In a large project, users may easily just copy/paste the advice, although in other places of the multi-project compileOnlyApi is used for the dependency.

Describe the solution you'd like

It is difficult or impossible for the plugin to tell if a dependency is still needed at runtime or not. Hence the current behavior. However, the plugin could offer a configuration option to define a list of "compile only libraries" centrally. Then, the information can be picked up when creating the advice. Something like:

dependencyAnalysis {
  structure {
    compileOnly("com.github.spotbugs:spotbugs-annotations")
  }
}

Whether it will be compileOnly or compileOnlyApi should be decided automatically:

  • If it's implementation -> compileOnly
  • If it's api -> compileOnlyApi

This is related to #1210, although the current behavior I see is the opposite to what that issue describes: I get the recommendation for implementation (see example above) although I annotated public API. Need to check.

Describe alternatives you've considered

Using the plugin in combination with https://github.com/gradlex-org/java-module-dependencies, which offers it's own post-processing task, I could offer such a solution in the extension of that plugin. But I would prefer to offer this to all users of DAGP.

jjohannes avatar Feb 28 '25 09:02 jjohannes

Thanks for the issue. I think this makes sense and would be a useful enhancement for this plugin.

I think for it to be considered feature-complete, we need to take into account the reason task. I have recently been doing this whenever making improvements or fixing bugs. A specific concern regarding reason and compileOnlyApi is that this plugin currently has no support for that configuration. There might be a significant amount of plumbing to do to "make it work." That could be done across several PRs to simplify review.

Please also note that I don't think that all the plugins this plugin supports (Android, Java, Kotlin, a few others) themselves support that configuration. Or maybe they all do and it's a non-issue. But if for example Android doesn't support compileOnlyApi, then we need to ensure we don't suggest it.

autonomousapps avatar Mar 03 '25 21:03 autonomousapps

My hope is, that this issue is simply obsolete regarding annotations if #1210 gets fixed. Because then libraries that are only used to annotate something or as arguments to annotations should always only be recommended as compileOnly, no matter what their retention is.

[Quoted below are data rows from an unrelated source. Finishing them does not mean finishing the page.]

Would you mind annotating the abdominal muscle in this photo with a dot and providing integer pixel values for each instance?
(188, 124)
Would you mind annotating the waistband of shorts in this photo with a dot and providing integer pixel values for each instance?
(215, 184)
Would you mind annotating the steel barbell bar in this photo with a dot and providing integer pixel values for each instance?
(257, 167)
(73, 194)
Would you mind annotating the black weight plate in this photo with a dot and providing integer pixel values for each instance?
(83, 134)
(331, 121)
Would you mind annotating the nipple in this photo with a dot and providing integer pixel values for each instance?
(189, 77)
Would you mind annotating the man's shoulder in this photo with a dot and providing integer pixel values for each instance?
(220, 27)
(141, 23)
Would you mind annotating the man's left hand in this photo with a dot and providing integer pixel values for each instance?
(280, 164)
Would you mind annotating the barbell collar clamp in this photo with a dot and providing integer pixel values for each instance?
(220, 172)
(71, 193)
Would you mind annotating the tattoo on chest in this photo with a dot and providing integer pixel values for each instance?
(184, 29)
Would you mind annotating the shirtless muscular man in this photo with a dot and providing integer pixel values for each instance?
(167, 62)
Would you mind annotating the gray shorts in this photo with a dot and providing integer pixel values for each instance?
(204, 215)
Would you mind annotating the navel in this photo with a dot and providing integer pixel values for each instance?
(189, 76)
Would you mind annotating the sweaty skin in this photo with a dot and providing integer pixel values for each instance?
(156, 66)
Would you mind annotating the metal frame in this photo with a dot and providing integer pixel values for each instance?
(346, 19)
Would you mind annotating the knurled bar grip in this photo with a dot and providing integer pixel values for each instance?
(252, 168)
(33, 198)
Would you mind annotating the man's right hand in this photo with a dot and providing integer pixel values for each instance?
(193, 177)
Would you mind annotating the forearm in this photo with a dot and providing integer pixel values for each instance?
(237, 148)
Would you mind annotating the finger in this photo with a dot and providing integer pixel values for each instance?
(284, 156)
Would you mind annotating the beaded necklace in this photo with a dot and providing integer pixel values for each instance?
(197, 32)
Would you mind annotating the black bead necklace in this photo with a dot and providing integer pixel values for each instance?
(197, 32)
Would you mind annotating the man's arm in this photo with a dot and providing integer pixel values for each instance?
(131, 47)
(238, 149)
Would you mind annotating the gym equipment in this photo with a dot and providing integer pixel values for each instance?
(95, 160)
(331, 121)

I'm actually only aware of one rare use-case where compileOnlyApi is appropriate. If you have types in your public API (not annotations, real public API things) that are expected to be there in the final runtime environment, so should not be part of the dependencies. So basically things that are part of the public API like superclass or return type and so on, but are "provided" by the final runtime environment. Those are compileOnlyApi as the downstream projects needs them at compile time to not fail compilation. For those it would be nice to have some configuration. Currently you would need to use onIncorrectConfiguration to suppress the advice and then might miss valid advices that result from code changes.

Vampire avatar Jul 16 '25 10:07 Vampire

I'm actually only aware of one rares use-case where compileOnlyApi is appropriate.

I somewhat recently ran into just such a situation at work. I don't know how common it is in general, but I agree it's a real use-case that is worth supporting here.